Endorsement
COURT FILE NO.: 04-CV-280208CM3
DATE: 20120924
SUPERIOR COURT OF JUSTICE - ONTARIO
RE: ANGELA GRIGOROFF, Plaintiff
AND:
WAWANESA MUTUAL INSURANCE COMPANY, Defendant
BEFORE: Madam Justice Darla A. Wilson
COUNSEL:
Jane Conte & Jeremy Solomon, Counsel for the Plaintiff
Ian Kirby, Counsel for the Defendant
HEARD: By written submissions
[ 1 ] This action involved claims by the Plaintiff for payment of various benefits pursuant to the Statutory Accident Benefits Schedule , O. Reg. 403/96 [“SABS”], following a motor vehicle accident that occurred December 7, 2001. The trial proceeded before me with a jury commencing March 28, 2011. The jury delivered its verdict April 20, 2011. After the jury retired to consider its verdict, the solicitor for the Defendant indicated there was an issue with respect to the deductible for transportation expenses. After delivery of the jury verdict, I advised counsel that I would deal with the issue of the deductible as well as costs, if they could not agree on these points.

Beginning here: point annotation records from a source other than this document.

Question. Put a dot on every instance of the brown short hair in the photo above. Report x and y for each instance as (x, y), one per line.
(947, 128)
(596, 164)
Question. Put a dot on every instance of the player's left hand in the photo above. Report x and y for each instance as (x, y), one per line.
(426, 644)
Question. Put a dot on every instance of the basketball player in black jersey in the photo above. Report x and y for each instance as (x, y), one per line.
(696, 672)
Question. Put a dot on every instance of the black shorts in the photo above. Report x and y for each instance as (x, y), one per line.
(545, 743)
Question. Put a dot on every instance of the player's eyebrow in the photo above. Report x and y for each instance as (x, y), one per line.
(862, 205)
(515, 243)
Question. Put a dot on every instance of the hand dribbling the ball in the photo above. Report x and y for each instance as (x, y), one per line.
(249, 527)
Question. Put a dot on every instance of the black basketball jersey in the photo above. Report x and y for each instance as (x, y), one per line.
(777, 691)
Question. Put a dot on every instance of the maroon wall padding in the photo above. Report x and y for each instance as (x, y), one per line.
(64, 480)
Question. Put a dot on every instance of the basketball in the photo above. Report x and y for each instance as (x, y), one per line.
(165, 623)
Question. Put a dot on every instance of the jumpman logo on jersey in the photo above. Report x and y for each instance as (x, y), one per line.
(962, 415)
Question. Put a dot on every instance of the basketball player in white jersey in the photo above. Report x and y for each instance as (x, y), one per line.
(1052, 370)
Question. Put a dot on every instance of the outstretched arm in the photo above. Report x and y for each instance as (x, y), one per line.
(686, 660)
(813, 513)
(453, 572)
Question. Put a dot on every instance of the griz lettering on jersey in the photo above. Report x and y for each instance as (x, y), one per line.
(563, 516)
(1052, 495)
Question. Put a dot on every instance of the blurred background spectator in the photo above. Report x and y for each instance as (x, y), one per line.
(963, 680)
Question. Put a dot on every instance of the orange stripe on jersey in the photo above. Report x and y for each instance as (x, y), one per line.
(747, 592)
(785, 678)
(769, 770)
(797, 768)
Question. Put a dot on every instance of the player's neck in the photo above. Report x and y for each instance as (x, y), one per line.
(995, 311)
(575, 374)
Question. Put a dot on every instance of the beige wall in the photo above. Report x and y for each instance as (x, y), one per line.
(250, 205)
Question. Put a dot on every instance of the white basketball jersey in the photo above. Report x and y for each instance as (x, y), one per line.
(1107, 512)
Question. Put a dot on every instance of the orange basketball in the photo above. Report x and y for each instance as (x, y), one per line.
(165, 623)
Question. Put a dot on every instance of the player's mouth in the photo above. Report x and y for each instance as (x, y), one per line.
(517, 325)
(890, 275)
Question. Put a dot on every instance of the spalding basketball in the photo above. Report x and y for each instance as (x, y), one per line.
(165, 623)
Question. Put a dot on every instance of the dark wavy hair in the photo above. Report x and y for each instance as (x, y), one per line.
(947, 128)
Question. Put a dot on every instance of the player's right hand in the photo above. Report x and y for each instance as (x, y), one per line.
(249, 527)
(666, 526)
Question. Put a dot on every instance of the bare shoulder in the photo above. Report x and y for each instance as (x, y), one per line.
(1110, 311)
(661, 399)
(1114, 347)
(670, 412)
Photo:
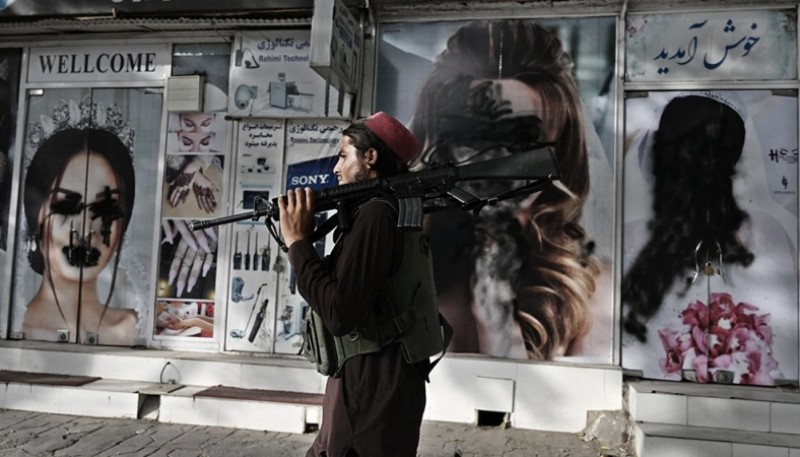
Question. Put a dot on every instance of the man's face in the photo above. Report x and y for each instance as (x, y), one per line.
(351, 168)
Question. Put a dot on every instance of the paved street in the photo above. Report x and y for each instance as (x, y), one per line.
(27, 434)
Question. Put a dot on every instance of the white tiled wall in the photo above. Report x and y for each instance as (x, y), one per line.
(729, 413)
(785, 418)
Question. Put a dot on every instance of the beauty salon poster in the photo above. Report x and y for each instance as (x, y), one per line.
(486, 80)
(83, 260)
(709, 288)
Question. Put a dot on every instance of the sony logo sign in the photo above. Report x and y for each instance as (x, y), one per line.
(309, 180)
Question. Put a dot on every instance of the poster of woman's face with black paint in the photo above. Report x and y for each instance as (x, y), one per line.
(529, 277)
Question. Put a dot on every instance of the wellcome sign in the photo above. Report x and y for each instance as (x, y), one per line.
(109, 63)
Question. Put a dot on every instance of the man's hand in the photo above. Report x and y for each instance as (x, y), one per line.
(297, 215)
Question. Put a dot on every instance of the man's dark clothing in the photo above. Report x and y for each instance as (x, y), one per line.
(376, 406)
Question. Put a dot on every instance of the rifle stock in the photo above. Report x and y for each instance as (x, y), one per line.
(412, 188)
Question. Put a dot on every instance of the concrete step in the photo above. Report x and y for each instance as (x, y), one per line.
(690, 419)
(251, 409)
(745, 408)
(668, 440)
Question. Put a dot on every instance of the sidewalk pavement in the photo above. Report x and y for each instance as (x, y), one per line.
(33, 434)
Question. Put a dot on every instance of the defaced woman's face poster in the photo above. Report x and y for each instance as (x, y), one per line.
(83, 264)
(709, 286)
(528, 277)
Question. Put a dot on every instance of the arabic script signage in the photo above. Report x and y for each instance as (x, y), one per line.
(737, 45)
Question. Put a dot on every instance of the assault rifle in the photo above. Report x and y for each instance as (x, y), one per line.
(536, 168)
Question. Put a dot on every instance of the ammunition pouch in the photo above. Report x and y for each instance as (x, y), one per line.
(329, 352)
(406, 313)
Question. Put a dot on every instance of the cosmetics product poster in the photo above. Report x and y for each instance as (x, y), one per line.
(254, 264)
(311, 154)
(271, 77)
(709, 286)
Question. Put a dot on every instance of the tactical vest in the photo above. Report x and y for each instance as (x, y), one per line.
(406, 313)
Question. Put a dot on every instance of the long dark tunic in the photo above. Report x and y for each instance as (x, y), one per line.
(375, 408)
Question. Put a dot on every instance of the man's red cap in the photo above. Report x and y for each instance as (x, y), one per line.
(399, 139)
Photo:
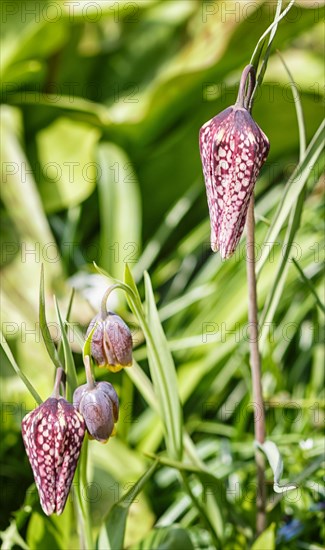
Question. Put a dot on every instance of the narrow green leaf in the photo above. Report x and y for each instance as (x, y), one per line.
(70, 369)
(293, 226)
(111, 535)
(163, 373)
(17, 370)
(49, 344)
(129, 280)
(86, 350)
(291, 192)
(310, 286)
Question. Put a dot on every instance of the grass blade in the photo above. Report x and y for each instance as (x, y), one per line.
(294, 186)
(46, 335)
(17, 370)
(293, 225)
(163, 374)
(112, 533)
(70, 369)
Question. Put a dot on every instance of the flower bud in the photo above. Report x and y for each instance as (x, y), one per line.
(111, 344)
(99, 406)
(53, 435)
(233, 149)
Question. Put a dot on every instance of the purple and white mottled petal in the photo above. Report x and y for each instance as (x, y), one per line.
(233, 150)
(53, 435)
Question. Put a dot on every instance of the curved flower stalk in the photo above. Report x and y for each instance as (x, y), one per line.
(53, 434)
(233, 150)
(98, 403)
(111, 342)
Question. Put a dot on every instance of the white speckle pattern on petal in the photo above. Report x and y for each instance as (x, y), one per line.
(233, 149)
(53, 450)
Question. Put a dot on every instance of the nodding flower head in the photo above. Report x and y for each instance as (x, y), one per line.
(233, 150)
(111, 343)
(98, 403)
(53, 434)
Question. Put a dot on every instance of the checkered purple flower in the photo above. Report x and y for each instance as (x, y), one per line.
(111, 343)
(53, 434)
(98, 403)
(233, 150)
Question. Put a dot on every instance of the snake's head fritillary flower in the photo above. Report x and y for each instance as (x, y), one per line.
(99, 406)
(53, 434)
(111, 343)
(233, 150)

[ 2 ] Subsequently, I received written submissions from the solicitor for the Plaintiff on the issue of the deductible for the transportation expenses, the calculation of interest and costs. Mr. Kirby advised that he wished to call viva voce evidence from the representative of the Defendant on the issue of the calculation of transportation expenses in addition to delivering written submissions. The solicitor for the Plaintiff objected to the Defendant calling further evidence.
[ 3 ] Cassandra Jones, an employee of Wawanesa, was called as a witness for the Defendant during the trial and testified about the claims that were submitted by the Plaintiff, what payments were made and the calculations for the various payments. One of the questions for the jury to answer was the calculation of medical and rehabilitation expenses, which includes transportation to the appointments. The jury was asked to answer what amount should be awarded to the Plaintiff for her reasonable medical expenses. This issue was the subject of expert opinion during the course of the trial.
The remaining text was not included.